Die erste Weihnacht im Felde.

Darüber berichtet Oberstlt. Fretzdorff vom Rgts. Gefechtsstand aus folgendes:

„Am Heiligen Abend regnete es mal nicht, und als es dunkel wurde, so gegen 5.00, gingen bei leichtem Frost zahllose Sterne strahlend auf. Die Franzosen waren anständig und schossen nicht. Da war es sehr feierlich, wie aus den verschiedenen Ecken und Seiten des Waldes her die Weihnachtslieder „Stille Nacht" und „O du fröhliche" erklangen. Die Pioniere hatten nicht weit von uns mitten im Walde eine große Tanne mit Lichtern besteckt und angezündet, was weithin durch die Bäume leuchtete. Dazu sangen sie sehr nett. Eine Viertelstunde etwa ließen sie den Baum brennen, dann mußte er doch gelöscht werden, damit die Franzosen nicht danach schossen. Dann gingen wir zu unseren drei in Reserve liegenden Landwehr-Kompanien. Diese wollten eben feiern, hatten ihre Bäumchen z. T. vor ihre Höhlen getragen, ihre Weihnachtspakete da und fingen gerade an zu singen. Da kam der Befehl, daß sie sofort nach Varennes1 , wo ein franz[ösischer] Angriff auf Boureuilles2 und Vauquois3 befürchtet wurde, abmarschieren sollten. Das gab traurige Augen und lange Gesichter. Statt zu feiern, mußten die armen Landwehrleute 2 Stunden auf unergründlichen Lehmwegen nach Varennes marschieren und dort in kalten Kellern kampieren. Ja, der Krieg ist hart und lieblos. — Nun gingen wir in unsere Hütte zurück, dort hatten wir ein kleines Bäumchen mit Lichtern und Lametta besteckt und den Burschen, Ordonnanzen und Telefonisten die Liebesgaben aufgebaut. Der Adjutant las das Weihnachtsevangelium und eine kurze Predigt; wir sangen einen Vers von „Stille Nacht" und dachten mit Wehmut und heißer Sehnsucht der Heimat und der Lieben und so vieler vergangener schöner Weihnachtsabende. Schwedischer Punsch (Liebesgabe) [S. 112] und Pfefferkuchen folgten dann. Der Donner der Geschütze schwieg natürlich auch am Heiligen Abend nicht und begleitete als merkwürdiger Orgelklang die verschiedenen Weihnachtslieder. Gegen Mitternacht machte ich noch einen einsamen Spaziergang im Walde unter Gottes großem Sternen-Tannenbaum, und Vergangenheit, Gegenwart und Zukunft bewegten mich tief. Am 1. Feiertag ging ich vormittags vorn in die Schützengräben und begrüßte meine Landwehrleute, die dort dicht am Feinde lagen und sich mit ihm herumschossen.

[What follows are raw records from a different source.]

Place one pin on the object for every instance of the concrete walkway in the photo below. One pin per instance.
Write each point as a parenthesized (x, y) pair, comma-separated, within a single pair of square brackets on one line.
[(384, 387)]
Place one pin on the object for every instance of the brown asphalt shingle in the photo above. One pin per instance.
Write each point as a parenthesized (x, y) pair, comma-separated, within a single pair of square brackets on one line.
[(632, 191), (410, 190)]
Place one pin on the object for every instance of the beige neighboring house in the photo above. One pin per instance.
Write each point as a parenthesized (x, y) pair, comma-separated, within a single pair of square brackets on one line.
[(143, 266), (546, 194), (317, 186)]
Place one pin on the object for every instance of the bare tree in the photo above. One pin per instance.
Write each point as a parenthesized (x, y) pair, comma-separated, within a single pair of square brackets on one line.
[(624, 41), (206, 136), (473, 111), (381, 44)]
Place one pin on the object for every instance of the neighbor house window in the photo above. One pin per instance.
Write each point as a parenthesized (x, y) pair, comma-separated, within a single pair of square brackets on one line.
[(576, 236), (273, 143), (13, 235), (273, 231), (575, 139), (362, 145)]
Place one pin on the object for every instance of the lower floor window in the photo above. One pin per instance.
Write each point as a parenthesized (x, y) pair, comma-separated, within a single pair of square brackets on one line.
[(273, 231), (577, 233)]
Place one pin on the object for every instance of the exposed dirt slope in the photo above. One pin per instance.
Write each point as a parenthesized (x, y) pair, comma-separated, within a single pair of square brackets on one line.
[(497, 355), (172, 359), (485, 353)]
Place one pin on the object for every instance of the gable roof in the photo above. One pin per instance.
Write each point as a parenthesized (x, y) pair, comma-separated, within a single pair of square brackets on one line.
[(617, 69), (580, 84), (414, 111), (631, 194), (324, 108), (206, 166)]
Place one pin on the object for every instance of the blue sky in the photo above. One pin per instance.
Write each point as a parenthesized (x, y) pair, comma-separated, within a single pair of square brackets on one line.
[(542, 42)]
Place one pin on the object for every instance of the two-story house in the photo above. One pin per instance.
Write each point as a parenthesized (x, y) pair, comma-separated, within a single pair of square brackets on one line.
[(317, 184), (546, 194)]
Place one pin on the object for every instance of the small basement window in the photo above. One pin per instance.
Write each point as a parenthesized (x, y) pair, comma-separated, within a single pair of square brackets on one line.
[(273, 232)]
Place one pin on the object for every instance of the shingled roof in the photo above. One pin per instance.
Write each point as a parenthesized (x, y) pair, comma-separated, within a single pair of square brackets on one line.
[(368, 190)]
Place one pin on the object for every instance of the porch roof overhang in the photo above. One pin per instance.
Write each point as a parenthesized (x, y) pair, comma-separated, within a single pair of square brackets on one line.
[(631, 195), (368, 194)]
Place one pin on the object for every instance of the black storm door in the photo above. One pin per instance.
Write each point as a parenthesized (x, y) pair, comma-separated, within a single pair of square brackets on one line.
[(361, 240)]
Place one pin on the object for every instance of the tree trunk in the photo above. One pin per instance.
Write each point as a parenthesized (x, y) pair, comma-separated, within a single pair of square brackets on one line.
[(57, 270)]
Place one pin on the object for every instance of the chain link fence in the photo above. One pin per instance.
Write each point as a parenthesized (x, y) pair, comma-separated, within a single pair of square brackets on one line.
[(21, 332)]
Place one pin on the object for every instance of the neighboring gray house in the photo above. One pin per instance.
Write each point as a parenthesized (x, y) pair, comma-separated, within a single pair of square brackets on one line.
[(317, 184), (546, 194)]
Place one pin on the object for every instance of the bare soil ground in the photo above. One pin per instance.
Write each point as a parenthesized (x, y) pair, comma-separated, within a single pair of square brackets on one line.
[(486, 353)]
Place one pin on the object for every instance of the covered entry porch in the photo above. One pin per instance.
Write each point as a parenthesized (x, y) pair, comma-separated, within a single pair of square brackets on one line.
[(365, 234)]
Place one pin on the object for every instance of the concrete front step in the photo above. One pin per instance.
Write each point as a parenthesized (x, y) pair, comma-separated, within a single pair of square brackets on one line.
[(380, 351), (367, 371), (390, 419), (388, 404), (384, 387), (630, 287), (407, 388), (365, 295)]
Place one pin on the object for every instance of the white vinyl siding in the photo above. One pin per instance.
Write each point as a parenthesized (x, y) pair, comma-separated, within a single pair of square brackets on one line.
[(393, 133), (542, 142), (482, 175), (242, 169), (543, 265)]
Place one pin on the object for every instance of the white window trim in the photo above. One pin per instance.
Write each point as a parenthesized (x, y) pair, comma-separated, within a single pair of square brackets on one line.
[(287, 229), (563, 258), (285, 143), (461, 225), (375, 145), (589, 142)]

  1. Varennes-en-Argonne, französischer Ort in den Ardennen.
  2. Etwa 3 km entfernt von Varennes-en-Argonne entfernt.
  3. Französischer Ort, ungefähr 4,5 km entfernt von Varennes-en-Argonne.

Personen: Fretzdorff, Oberstleutnant
Orte: Boureuilles · Varennes-en-Argonne · Vauquois
Sachbegriffe: Geschenke · Heimweh · Landwehr · Liebesgaben · Pioniere · Schützengräben · Weihnachten · Fotografien · Kriegsweihnachten · Franzosen · Weihnachtsfrieden · Weihnachtslieder · Weihnachtsgeschenke · Burschen · Ordonnanzen · Telefonisten · Standesunterschiede · Kanonendonner
Empfohlene Zitierweise: „Fretzdorff, Heiligabend an der Westfront, 1914, Abschnitt 1: Die erste Weihnacht im Felde“, in: Hessische Quellen zum Ersten Weltkrieg <https://www.lagis-hessen.de/de/purl/resolve/subject/qhg/id/36-1> (aufgerufen am 24.04.2024)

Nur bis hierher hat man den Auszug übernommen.